Researchers at the University of Texas at Austin have uncovered genes in yeast cells that humans may someday use to grow needed blood vessels.  Even though yeasts lack any blood vessels, they use the same genes involved with blood vessels to repair their cell walls in response to stress. These genes could become targets for drugs that block blood vessel growth to tumors and other diseases, including arthritis, diabetic blindness, age-related macular degeneration, psoriasis, and even potentially Alzheimer’s disease.

Edward Marcotte, professor of chemistry and biochemistry, and his graduate students developed a computer algorithm that first sifts through vast sets of existing genomic data representing the genes of worms, mice, yeast, plants and humans. The algorithm pairs up sets of genes that overlap between these organisms and humans. In doing so, it identifies and highlights genes that are known to work together for a specific purpose in the non-human organisms, but the functions of which are not yet known in humans. The scientists can then test those new genes in the lab to determine their function.
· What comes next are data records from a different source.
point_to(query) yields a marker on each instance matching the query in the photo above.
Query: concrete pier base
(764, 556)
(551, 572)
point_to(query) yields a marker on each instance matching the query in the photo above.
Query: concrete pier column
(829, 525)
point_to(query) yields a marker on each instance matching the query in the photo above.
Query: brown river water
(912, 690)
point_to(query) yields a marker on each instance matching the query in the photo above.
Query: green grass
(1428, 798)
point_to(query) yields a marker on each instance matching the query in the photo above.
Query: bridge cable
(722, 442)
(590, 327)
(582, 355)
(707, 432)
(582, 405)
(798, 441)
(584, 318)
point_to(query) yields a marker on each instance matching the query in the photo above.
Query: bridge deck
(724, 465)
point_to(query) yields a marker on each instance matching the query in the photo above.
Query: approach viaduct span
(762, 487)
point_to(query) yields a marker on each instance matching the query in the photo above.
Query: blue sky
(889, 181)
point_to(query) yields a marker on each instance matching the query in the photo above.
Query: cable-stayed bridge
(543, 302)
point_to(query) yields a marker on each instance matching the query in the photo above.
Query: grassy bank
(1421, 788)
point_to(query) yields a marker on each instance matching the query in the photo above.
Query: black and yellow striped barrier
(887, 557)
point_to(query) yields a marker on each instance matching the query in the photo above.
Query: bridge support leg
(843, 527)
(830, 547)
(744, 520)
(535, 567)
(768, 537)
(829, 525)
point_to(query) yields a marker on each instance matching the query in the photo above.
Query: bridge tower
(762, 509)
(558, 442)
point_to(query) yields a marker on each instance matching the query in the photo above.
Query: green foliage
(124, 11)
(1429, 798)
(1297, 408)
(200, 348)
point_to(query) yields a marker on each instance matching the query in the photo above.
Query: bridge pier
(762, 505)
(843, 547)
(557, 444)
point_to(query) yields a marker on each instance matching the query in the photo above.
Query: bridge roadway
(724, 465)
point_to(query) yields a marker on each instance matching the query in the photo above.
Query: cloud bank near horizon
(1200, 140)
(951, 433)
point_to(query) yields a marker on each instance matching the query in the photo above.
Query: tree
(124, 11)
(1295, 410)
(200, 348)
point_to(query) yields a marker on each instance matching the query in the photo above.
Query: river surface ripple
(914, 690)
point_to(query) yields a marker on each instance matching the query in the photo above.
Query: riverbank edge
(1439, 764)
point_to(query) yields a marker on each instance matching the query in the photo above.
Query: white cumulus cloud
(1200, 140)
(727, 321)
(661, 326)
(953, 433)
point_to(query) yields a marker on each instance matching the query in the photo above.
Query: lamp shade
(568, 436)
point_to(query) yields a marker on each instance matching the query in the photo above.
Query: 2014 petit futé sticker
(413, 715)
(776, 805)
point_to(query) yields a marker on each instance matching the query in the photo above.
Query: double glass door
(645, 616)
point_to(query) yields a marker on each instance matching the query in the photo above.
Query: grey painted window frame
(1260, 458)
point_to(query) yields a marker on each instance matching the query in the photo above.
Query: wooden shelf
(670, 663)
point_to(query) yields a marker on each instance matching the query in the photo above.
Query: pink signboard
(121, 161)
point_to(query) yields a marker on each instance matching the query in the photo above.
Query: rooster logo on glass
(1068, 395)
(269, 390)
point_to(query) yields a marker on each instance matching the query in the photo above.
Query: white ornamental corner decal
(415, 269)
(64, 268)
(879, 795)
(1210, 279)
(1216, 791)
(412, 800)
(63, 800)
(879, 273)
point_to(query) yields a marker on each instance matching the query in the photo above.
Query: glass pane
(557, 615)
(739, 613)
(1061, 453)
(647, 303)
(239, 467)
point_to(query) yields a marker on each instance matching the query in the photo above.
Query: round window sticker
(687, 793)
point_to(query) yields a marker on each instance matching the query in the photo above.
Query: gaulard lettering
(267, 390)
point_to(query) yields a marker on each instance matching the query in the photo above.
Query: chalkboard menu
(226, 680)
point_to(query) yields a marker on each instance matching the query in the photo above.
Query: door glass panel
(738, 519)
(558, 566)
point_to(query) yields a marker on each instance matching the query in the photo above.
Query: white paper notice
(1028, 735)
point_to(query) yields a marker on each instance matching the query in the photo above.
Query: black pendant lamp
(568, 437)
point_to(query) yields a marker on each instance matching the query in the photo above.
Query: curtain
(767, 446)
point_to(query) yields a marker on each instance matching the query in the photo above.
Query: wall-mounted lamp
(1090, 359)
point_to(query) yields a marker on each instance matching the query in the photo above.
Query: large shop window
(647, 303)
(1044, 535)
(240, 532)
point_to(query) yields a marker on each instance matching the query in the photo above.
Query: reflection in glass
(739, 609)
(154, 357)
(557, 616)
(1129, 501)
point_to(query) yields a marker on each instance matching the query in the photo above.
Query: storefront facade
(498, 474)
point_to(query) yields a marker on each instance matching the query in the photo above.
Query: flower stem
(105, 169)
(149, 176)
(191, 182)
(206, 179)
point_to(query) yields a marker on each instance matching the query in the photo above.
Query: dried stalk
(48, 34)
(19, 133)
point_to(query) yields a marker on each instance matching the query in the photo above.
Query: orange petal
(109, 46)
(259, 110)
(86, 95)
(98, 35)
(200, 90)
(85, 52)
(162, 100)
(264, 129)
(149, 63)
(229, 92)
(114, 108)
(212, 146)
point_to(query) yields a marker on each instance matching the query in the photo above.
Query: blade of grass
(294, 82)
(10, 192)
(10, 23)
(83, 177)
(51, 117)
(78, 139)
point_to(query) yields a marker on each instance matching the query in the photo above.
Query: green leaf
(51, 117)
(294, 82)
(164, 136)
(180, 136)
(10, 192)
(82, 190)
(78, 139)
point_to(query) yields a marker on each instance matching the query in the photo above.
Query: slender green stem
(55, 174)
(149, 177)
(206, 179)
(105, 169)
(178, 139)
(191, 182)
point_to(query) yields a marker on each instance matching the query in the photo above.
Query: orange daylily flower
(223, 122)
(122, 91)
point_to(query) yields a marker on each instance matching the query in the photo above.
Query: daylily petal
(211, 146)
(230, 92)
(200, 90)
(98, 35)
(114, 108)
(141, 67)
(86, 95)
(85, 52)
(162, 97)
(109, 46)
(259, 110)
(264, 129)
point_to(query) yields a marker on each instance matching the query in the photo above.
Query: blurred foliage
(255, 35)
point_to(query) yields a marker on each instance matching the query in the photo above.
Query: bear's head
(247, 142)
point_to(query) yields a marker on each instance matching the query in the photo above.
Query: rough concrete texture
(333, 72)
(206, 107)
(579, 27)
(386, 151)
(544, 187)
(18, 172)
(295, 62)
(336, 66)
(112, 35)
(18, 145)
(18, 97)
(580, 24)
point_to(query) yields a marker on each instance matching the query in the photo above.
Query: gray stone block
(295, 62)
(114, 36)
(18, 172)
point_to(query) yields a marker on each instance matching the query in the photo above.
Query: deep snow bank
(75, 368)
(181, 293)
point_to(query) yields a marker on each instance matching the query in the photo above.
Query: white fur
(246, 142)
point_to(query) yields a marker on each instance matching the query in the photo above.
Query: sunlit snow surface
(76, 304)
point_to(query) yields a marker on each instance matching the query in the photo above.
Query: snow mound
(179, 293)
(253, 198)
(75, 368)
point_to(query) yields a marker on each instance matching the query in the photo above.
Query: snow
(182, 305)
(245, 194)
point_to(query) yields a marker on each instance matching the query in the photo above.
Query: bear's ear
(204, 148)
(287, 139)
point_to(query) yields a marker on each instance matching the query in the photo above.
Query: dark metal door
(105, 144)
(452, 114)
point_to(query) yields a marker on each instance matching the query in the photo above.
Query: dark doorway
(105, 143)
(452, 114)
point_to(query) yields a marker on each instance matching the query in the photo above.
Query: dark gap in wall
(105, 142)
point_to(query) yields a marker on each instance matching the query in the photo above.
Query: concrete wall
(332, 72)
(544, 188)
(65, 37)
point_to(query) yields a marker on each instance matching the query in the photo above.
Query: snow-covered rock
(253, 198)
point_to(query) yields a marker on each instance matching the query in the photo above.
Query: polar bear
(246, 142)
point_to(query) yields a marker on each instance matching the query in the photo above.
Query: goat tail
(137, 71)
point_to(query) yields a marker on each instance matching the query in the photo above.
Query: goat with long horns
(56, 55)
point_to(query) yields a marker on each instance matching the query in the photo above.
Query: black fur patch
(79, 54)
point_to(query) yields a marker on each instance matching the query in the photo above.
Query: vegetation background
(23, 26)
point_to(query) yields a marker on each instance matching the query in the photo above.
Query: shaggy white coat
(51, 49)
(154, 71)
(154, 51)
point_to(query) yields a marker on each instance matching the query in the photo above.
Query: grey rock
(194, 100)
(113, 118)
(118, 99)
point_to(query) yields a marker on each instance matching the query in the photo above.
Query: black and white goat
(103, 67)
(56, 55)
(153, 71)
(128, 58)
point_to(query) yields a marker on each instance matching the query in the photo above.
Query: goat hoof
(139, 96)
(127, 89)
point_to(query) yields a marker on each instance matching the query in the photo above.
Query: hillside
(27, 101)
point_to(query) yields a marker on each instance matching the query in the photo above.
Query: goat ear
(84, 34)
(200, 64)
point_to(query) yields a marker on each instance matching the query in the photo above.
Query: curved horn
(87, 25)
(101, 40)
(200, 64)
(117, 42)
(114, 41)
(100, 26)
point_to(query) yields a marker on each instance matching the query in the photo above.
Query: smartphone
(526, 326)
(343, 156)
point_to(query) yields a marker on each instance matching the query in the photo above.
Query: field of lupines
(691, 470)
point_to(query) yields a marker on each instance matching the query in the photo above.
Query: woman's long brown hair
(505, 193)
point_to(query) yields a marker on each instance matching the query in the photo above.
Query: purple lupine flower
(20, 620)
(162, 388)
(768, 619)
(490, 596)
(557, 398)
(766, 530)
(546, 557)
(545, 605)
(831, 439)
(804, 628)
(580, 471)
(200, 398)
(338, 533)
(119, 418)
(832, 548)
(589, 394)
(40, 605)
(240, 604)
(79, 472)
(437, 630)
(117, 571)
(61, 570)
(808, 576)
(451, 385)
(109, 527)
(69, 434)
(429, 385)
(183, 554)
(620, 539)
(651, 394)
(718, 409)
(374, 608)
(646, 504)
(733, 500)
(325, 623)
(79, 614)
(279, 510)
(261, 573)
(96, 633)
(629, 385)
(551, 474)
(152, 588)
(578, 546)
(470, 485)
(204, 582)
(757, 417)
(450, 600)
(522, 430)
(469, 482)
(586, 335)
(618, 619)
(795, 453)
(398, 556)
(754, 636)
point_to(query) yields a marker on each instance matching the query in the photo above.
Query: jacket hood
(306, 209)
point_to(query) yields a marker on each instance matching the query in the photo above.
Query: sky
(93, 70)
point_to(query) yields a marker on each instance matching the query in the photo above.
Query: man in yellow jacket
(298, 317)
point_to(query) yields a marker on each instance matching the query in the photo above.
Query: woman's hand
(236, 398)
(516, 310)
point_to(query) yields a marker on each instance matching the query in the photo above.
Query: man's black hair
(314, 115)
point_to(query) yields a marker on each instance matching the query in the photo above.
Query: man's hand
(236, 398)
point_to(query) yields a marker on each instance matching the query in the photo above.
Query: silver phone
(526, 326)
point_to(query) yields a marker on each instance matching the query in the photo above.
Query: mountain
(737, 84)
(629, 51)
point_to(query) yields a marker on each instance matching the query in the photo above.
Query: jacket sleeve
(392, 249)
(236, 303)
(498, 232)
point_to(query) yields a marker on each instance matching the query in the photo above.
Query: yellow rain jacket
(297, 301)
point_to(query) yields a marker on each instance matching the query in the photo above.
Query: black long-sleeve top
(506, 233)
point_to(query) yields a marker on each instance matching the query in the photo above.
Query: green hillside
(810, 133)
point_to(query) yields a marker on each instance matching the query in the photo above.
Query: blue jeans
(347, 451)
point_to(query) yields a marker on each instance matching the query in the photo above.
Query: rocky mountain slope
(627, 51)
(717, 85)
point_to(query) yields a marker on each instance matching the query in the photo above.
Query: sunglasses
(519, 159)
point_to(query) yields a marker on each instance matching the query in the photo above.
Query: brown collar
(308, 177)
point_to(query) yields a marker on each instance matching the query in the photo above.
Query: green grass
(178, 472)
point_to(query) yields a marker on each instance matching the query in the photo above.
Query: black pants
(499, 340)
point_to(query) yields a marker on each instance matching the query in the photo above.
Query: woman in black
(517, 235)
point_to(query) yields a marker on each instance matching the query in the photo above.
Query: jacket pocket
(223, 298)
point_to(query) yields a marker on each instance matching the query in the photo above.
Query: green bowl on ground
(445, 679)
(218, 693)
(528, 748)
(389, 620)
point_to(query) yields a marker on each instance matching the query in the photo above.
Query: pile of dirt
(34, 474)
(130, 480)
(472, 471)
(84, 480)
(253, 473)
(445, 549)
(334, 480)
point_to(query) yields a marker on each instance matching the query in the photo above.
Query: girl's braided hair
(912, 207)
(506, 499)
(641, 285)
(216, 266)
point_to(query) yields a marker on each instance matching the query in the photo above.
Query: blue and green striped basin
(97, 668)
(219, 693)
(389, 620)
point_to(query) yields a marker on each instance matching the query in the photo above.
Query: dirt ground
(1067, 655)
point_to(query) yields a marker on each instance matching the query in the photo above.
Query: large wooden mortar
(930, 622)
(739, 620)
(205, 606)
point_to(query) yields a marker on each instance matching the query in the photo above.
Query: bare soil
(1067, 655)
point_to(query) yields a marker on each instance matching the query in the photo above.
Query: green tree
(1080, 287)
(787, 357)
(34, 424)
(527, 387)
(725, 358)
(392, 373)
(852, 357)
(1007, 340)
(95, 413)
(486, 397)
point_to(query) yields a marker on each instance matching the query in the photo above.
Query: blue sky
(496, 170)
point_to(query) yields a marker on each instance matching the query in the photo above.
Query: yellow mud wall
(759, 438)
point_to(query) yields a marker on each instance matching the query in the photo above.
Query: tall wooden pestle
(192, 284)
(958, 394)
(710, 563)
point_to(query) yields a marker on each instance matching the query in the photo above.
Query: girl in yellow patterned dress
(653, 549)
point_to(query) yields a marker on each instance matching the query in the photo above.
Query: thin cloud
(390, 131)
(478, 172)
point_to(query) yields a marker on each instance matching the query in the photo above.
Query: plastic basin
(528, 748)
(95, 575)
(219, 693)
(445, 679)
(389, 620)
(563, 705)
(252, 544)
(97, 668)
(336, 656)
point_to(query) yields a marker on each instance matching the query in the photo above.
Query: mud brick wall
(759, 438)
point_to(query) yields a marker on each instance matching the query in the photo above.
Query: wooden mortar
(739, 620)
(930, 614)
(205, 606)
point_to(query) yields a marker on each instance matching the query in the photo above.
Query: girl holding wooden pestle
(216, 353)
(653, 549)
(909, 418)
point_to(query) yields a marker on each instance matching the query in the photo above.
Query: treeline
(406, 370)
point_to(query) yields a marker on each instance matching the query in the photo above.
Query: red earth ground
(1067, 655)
In the case of new blood vessel formation (angiogenesis), the scientists found 62 genes that yeast use to fix their cell walls that matched with only a few genes known to be responsible for vessel formation in humans. Developmental biologist John Wallingford and his graduate students then tested the human equivalents of these 62 yeast genes in developing frog embryos in the lab. They confirmed that eight of those 62 genes help build blood vessels in animals. Several of these genes were also confirmed in humans.

“Tumors fool your body into feeding them by initiating blood vessel growth, and that’s the reason we’re interested in angiogenesis,” said Dr. Marcotte. “So, genes for angiogenesis are common targets for chemotherapy. Some of the most effective cancer drugs block angiogenesis.”